Rogue VM Sprawl? Really?
I keep hearing about the impending doom of (specifically) rogue VM sprawl — our infrastructure overrun with the unchecked proliferation of virtual machines running amok across our enterprises. Oh the horror!
Most of the examples use the consolidation of server VM's onto hosts as delivered by virtualization as their example.
I have to ask you though, given what it takes to spin up a VM on a platform such as VMware, how can you have a "rogue" VM sprawling its way across your enterprise!?
Someone — an authorized administrator — had to have loaded it into inventory, configured its placement on a virtual switch, and spun it up via VirtualCenter or some facsimile thereof depending upon platform.
That's the definition of a rogue? I can see where this may be a definitional issue, but the marketeers are getting frothed up over this very issue, whispering in your ear constantly about the impending demise of your infrastructure…and undetectable hypervisor rootkits, too. 🙂
It may be that the ease of which a VM *can* be spun up legitimately can lead to the overly-exhuberant deployment of VM's without understanding the impact this might have on the infrastructure, but can we please stop grouping stupidity and poor capacity planning/impact analysis with rogueness? They're two different things.
If administrators are firing off VMs that are unauthorized, unhardened, and unaccounted for, you have bigger problems than that of virtualization and you ought to consider firing them off.
The inventory of active VMs is a reasonably easy thing to keep track of; if it's running, I can see it.
I know "where" it is and I can turn it off. To me, the bigger problem is represented by the offline VMs which can live outside that inventory window, just waiting to be reactivated from their hypervisorial hibernation.
But does that represent "rogue?"
You want an example of a threat which represents truly rogue VM "sprawl" that people ought to be afraid of? OK, here's one, and it happened to me. I talk about it all the time and people usually say "Oh, man, I never thought of that…" usually because we're focused on server virtualization and not the client side.

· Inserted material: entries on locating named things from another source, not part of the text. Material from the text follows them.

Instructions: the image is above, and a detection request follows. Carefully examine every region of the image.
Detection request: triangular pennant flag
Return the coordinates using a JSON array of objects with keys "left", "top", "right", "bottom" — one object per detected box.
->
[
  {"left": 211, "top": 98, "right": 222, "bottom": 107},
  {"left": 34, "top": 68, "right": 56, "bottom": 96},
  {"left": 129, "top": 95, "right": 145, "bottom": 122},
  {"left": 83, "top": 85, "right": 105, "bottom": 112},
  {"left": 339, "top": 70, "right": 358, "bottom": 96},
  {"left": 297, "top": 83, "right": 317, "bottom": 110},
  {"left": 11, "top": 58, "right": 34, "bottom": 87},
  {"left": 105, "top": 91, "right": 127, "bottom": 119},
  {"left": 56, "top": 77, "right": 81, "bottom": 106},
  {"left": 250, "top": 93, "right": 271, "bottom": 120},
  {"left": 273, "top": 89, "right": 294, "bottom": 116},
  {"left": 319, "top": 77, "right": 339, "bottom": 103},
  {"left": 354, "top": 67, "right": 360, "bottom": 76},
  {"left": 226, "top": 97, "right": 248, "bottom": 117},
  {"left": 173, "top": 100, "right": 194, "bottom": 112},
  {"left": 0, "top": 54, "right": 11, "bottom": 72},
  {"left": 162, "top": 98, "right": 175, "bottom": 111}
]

We take distributed sniffer traces. Trackback through firewall, IDS and IPS logs and isolate the MAC address in the CAM tables of the 96 port switch to which the offending DHCP server appears to be plugged, although we can't ping it.
My analyst is now on a mission to unplug the port, so he undocks his laptop and the alarms silence.
I look over at him. He has a strange look on his face. He docks his laptop again. Seconds later the alarms go off again.
The Culprit: Turns out said analyst was doing research at home on our W2K AD/DHCP server hardening scripts. He took our standard W2K server image, loaded it as a VM in VMware Workstation and used it at home to validate funtionality.
The image he used had AD/DHCP services enabled.
When he was done at home the night before, he minimized VMware and closed his laptop.
When he came in to work the next morning, he simply docked and went about reading email, forgetting the VMW instance was still running. Doing what it does, it started responding to DHCP requests on the network.
Because he was using shared IP addresses for his VM and was "behind" the personal firewall on his machine which prohibits ICMP requests based on the policy (but obviously not bootp/DHCP) we couldn't ping it or profile the workstation…
Now, that's a rogue VM. An accidental rogue VM. Imagine if it were an attacker. Perhaps he/she was a legitimate user but disgruntled. Perhaps he/she decided to use wireless instead of wired. How much fun would that be?
Stop with the "rogue (server) VM" FUD, wouldya?